Kyrgyzstan has apparently thrown off its authoritarian government after making the same mistake that led to the collapse of other former post-Soviet strongmen rule -- rigging an election:

KYRGYZSTANS opposition appeared to have seized control of the central Asian country yesterday, making it set to become the third former Soviet state in two years to see its entrenched leadership fall to popular protest after disputed elections.

Following Ukraine and Georgia, the latest revolution was a swift event that was over almost as soon as it began. However, last night outbreaks of serious looting had broken out in the capital, Bishkek, adding a dark note to the political change and underlining the challenges it presents.

Unrest had been growing since elections last month provoked claims of ballot rigging by the government. Calls for Askar Akayev, the president, to stand down were followed this week by opposition protesters seizing control of government buildings and cities in the south.

In fact, the demonstrators yesterday initially were routed by the police. However, after they regrouped and came back, the police essentially surrendered and allowed them to sack the government building. The electoral shenanigans apparently undermined the Akayev government to such an extent that the security forces felt unwilling to do much more than present a single honorable defense before either surrendering or even switching to the opposition.

Now Akayev is on the run, and no one knows for sure where to find him. Delighted opposition activists have freed their leader from prison and the parliament elected an opposition deputy to take charge. Unlike other sudden people-power demonstrations in the former Soviet republics, the Tulip Revolution came so quickly that it had no central personality around which to coalesce, leaving the movement delighted but somewhat rudderless. Ukraine had Viktor Yushchenko to motivate the Orange Revolution, and Georgia's Rose Revolution eventually formed its core with Mikhail Saakashvili. No one knows who will fill the bill for Kyrgyzstan.

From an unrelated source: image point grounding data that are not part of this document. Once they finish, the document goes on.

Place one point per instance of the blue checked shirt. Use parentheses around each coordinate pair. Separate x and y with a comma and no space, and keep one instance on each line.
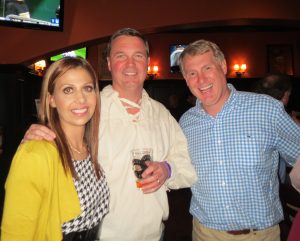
(235,155)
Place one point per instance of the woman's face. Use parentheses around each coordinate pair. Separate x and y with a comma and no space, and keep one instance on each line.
(74,97)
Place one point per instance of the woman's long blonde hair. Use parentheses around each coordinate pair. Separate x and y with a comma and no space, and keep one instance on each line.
(49,116)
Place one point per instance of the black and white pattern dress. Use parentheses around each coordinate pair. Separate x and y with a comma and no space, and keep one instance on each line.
(93,195)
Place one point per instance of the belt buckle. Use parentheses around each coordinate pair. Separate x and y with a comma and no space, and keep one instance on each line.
(240,232)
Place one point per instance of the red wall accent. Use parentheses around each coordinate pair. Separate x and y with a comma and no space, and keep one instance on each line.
(93,20)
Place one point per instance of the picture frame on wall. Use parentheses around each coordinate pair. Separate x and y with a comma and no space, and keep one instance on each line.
(280,59)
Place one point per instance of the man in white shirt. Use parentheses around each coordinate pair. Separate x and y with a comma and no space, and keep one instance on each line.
(131,119)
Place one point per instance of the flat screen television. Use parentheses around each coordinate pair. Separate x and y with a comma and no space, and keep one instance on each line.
(175,51)
(80,52)
(33,14)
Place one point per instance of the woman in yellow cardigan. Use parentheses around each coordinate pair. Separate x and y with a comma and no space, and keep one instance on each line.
(57,190)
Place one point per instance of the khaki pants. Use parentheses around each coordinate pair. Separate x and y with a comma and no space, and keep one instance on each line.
(202,233)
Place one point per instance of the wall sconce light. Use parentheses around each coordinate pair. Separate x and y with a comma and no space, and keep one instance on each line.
(152,72)
(240,70)
(39,67)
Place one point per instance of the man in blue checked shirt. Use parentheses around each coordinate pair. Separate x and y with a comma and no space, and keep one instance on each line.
(234,139)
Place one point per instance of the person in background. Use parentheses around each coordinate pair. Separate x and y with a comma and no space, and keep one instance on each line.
(278,86)
(295,176)
(16,7)
(130,119)
(234,140)
(57,190)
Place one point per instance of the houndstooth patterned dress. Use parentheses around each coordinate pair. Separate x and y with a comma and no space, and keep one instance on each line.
(93,195)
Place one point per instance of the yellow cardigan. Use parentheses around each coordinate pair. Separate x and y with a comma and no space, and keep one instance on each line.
(39,196)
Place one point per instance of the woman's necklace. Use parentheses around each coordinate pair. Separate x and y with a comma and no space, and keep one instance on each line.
(76,150)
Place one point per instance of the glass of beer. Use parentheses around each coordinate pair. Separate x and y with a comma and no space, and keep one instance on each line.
(139,158)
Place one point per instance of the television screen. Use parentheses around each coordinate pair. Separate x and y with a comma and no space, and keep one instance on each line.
(73,53)
(34,14)
(175,51)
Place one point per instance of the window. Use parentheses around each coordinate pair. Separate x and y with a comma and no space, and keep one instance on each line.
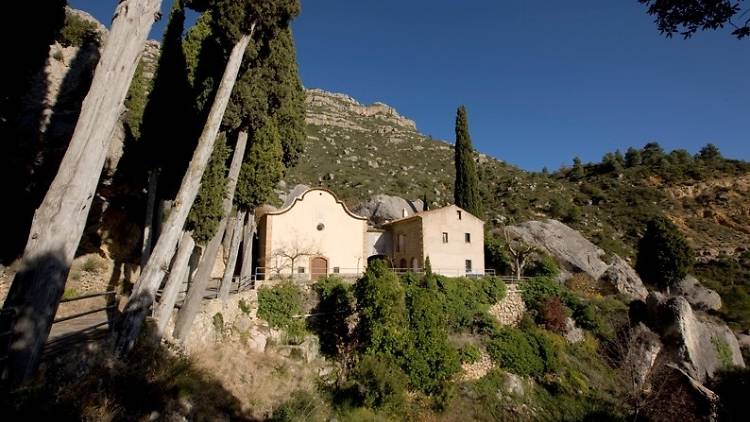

As the London Telegraph reports, there may be more parallels to these other revolutions:

Mr Akayev's reluctance to spill blood in defence of his regime was, in many ways, typical of the man, an authoritarian figure but one far removed in character from the despots who hold sway over the rest of the region.

Uniquely among the leaders who came to power in Central Asia after the Soviet Union collapsed in 1991, he was not a Communist apparatchik and, for many years, he was held up by the West as a shining example of enlightened rule. ...

But under Mr Akayev, Kyrgyzstan was never accused of torturing political prisoners, unlike nearby Uzbekistan. And its leader never encouraged the extravagant personality cults favoured by other neighbours.

Just as in Georgia and Ukraine, the man who inherited the mantle of power in Kyrgyzstan after the collapse of the Soviet empire initially had the respect of the West as we practiced a bit of realpolitik instead of pressing for true democracy. The people eventually tired of waiting for the promise of freedom and instead seized it after watching the charade of a rigged election. Note that the only former Soviet republics to experience this have been those with Western pretenses and relatively moderate autocrats at the helm.

The lesson: if you talk about democracy, you'd better be prepared to deliver it. Otherwise, autocrats should take the Saparmurat Niyazov approach and start building a personality cult forthwith.